Caius Marius

Plutarch

Plutarch. Plutarch's Lives, Vol. IX. Perrin, Bernadotte, translator. Cambridge, MA: Harvard University Press; London: William Heinemann Ltd., 1920.

However, he appeared to be in greater fear and terror of the shouting in the popular assemblies. At any rate, while in war he had authority and power because his services were needed, yet in civil life his leadership was more abridged, and he therefore had recourse to the goodwill and favour of the multitude, not caring to be the best man if only he could be the greatest.

The consequence was that he came into collision with all the aristocrats. It was Metellus, however, whom he especially feared, a man who had experienced his ingratitude, and one whose genuine excellence made him the natural enemy of those who tried to insinuate themselves by devious methods into popular favour and sought to control the masses by pleasing them. Accordingly, he schemed to banish Metellus from the city.

For this purpose he allied himself with Saturninus and Glaucia, men of the greatest effrontery, who had a rabble of needy and noisy fellows at their beck and call, and with their assistance would introduce laws. He also stirred up the soldiery, got them to mingle with the citizens in the assemblies, and thus controlled a faction which could overpower Metellus. Then, according to Rutilius, who is generally a lover of truth and an honest man, but had a private quarrel with Marius, he actually got his sixth consulship by paying down large sums of money among the tribes, and by buying votes made Metellus lose his election to the office, and obtained as his colleague in the consulship Valerius Flaccus, who was more a servant than a colleague.

And yet the people had never bestowed so many consulships upon any other man except Corvinus Valerius. In the case of Corvinus, however, forty-five years are said to have elapsed between his first and his last consulship; whereas Marius, after his first consulship, ran through the other five without a break.

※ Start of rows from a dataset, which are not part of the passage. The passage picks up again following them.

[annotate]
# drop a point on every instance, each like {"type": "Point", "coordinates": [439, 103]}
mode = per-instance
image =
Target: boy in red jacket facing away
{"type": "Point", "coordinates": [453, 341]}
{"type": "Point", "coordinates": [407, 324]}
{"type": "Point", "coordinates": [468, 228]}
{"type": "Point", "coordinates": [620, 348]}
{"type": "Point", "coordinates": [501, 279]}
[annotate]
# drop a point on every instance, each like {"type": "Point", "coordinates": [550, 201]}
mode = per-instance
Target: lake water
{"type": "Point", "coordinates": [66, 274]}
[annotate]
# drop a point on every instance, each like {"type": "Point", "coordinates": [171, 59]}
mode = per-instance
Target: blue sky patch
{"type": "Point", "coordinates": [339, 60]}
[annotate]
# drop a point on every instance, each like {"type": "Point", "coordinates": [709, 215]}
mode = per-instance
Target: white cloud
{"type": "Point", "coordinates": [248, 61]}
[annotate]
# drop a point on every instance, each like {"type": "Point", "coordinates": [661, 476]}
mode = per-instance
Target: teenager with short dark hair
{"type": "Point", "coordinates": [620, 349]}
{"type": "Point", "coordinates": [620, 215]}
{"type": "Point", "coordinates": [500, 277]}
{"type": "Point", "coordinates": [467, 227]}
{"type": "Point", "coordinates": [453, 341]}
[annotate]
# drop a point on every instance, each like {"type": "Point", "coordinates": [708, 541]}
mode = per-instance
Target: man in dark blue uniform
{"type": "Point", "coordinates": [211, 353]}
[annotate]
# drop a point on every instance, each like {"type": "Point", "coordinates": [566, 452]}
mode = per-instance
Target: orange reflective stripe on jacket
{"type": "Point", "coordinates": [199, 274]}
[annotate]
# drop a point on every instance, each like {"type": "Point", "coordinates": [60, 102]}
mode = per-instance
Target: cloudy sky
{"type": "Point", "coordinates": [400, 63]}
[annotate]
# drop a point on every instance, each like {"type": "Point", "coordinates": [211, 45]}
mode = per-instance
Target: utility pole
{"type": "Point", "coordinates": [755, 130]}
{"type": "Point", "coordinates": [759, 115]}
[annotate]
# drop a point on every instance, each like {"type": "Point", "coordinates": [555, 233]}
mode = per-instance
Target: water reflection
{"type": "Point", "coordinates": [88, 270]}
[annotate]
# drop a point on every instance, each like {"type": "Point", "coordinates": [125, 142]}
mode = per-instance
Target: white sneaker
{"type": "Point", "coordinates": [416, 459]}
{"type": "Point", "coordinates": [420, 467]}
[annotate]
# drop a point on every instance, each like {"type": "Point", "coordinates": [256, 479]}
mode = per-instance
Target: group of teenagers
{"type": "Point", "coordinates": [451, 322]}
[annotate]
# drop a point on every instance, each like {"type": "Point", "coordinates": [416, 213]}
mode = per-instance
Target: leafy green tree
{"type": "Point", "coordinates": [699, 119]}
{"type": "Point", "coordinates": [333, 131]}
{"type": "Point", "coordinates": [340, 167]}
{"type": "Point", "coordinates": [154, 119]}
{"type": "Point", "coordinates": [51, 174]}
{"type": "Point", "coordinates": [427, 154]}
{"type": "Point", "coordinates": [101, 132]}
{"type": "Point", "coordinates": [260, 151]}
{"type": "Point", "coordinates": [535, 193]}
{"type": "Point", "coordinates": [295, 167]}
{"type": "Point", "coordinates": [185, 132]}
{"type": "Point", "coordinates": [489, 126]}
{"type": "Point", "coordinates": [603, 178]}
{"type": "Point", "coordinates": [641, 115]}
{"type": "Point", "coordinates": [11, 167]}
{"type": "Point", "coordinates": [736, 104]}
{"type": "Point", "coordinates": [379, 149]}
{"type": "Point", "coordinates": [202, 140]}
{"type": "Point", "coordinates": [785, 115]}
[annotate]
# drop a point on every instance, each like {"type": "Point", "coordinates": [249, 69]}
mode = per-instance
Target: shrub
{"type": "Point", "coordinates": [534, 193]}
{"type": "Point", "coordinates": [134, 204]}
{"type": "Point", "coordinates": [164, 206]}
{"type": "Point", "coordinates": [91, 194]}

In this last consulship[*](100 B.C. ) particularly did Marius make himself hated, because he took part with Saturninus in many of his misdeeds. One of these was the murder of Nonius, whom Saturninus slew because he was a rival candidate for the tribuneship. Then, as tribune, Saturninus introduced his agrarian law, to which was added a clause providing that the senators should come forward and take oath that they would abide by whatsoever the people might vote and make no opposition to it.